1 Timothy 6:11 (KJV) 11But thou, O man of God, flee these things; and follow after righteousness, godliness, faith, love, patience, meekness.

Paul had no need to talk to the Philippians about salvation but he did speak of righteousness. The path of a Christian must be an experience of right living or righteousness: not the right in the sight of man, not even men pleasers, but right in the sight of God.

Philippians 1:11 (DNT) being complete as regards the fruit of righteousness, which [is] by Jesus Christ, to God’s glory and praise.

Our knowledge of right and wrong is taken from God himself. Ethics is the study of right and wrong in a model where God is absent – it struggles to do no harm yet allow total freedom. This sounds like an admirable thing, but assumes that there is no life after death and assumes there is no creator. Both are abundantly false and a lie. A complete man has regards to righteousness which stems from truth. Since all truth is found in Jesus Christ, our sense of ethics or right living has only one satisfactory source – Christ Jesus himself. This verse also gives us the reason.

A complete man lives for God’s glory

Philippians 1:11 (DNT) being complete as regards the fruit of righteousness, which [is] by Jesus Christ, to God’s glory and praise.

What is the purpose of living? Philippians gives us that purpose of life defined as to the glory and praise of God. He who created us found that mankind became unacceptable to enter the kingdom. The fall of Adam rendered all mankind un-holy and only one who is holy can enter the kingdom of God. God had two choices – He could have started again or He could offer a method to redeem this world. He chose the latter, because it glorified His name infinitely more than starting again (Moses used this argument to God, when God suggests that one way to deal with the evil of Israel at Mt Sinai was to destroy them and begin again. But Moses responds to the effect that this would not magnify the name of God – only by offering a way of salvation could do this.)

A complete Christian therefore lives to glorify God, because we are his creation, and his salvation, the former costing nothing, the latter costing His son’s life. Our sole desire in life is to bring praise and glory to His name. This does not mean only singing on the Lord’s day morning – it means that our life so well reflects Christ’s attitude, those who view it see Christ in us.

So where is you heart attitude?

When you act, does is it to please yourself or God?

 

Endnotes

[1] Note that certain churches in Australia have developed a community of oppression, fear and anti-christian activity based on the false doctrine that Christ comes only for His "perfect" saints.
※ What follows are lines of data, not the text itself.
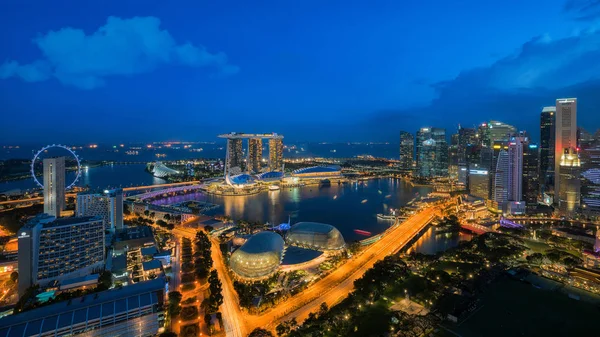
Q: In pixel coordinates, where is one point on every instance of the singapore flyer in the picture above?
(56, 146)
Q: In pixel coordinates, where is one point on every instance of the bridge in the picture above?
(175, 189)
(477, 229)
(504, 222)
(125, 190)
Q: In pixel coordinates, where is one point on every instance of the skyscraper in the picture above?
(432, 152)
(235, 157)
(479, 183)
(495, 131)
(515, 165)
(467, 138)
(254, 155)
(568, 182)
(531, 179)
(276, 154)
(407, 146)
(441, 150)
(453, 158)
(52, 249)
(565, 127)
(54, 185)
(547, 131)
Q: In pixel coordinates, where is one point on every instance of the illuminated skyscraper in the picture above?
(495, 131)
(254, 155)
(515, 168)
(275, 154)
(568, 182)
(432, 152)
(565, 134)
(235, 157)
(479, 183)
(501, 180)
(531, 179)
(54, 185)
(407, 146)
(547, 130)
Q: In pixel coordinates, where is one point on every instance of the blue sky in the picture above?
(88, 71)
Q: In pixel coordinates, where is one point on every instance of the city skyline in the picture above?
(361, 82)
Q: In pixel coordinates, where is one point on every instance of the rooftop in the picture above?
(55, 312)
(238, 135)
(149, 251)
(151, 265)
(49, 221)
(312, 227)
(263, 242)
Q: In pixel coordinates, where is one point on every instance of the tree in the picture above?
(174, 300)
(105, 280)
(126, 210)
(323, 308)
(168, 334)
(215, 286)
(260, 332)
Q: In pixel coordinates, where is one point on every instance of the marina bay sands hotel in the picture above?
(234, 160)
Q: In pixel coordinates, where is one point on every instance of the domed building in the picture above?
(314, 235)
(259, 257)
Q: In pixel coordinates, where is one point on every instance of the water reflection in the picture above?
(432, 243)
(314, 203)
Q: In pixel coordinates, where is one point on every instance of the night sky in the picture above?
(83, 71)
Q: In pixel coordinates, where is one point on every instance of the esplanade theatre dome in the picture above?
(259, 257)
(314, 235)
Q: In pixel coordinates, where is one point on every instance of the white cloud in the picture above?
(121, 47)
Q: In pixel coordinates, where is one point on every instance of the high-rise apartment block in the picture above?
(547, 135)
(432, 152)
(54, 185)
(254, 161)
(407, 147)
(569, 191)
(565, 127)
(52, 249)
(235, 156)
(107, 205)
(254, 155)
(531, 178)
(275, 154)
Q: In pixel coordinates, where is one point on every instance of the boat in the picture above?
(361, 232)
(325, 182)
(382, 216)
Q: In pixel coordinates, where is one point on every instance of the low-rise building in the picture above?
(136, 310)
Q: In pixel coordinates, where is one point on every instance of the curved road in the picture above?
(331, 289)
(339, 283)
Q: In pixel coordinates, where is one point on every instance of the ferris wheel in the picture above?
(44, 149)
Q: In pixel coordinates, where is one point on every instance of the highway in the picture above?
(339, 283)
(233, 319)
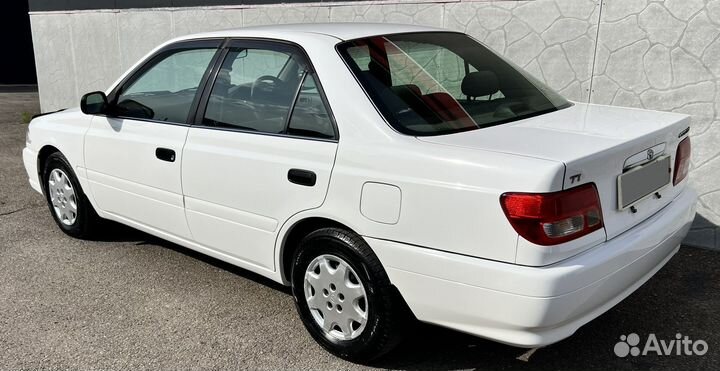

No-one will ever be perfect on this earth: this occurs only on being with Christ when taken to heaven, where we will have new bodies and perfect hearts and minds. The verse indicates that we are in a process of perfecting which occurs right up to the day one is taken - "unto [until] the day of Jesus Christ". If one was perfected on earth, the verse would say "he which hath begun a good work in you will complete it before the day of Jesus Christ" BUT it doesn’t; we are in a process and it takes a lifetime.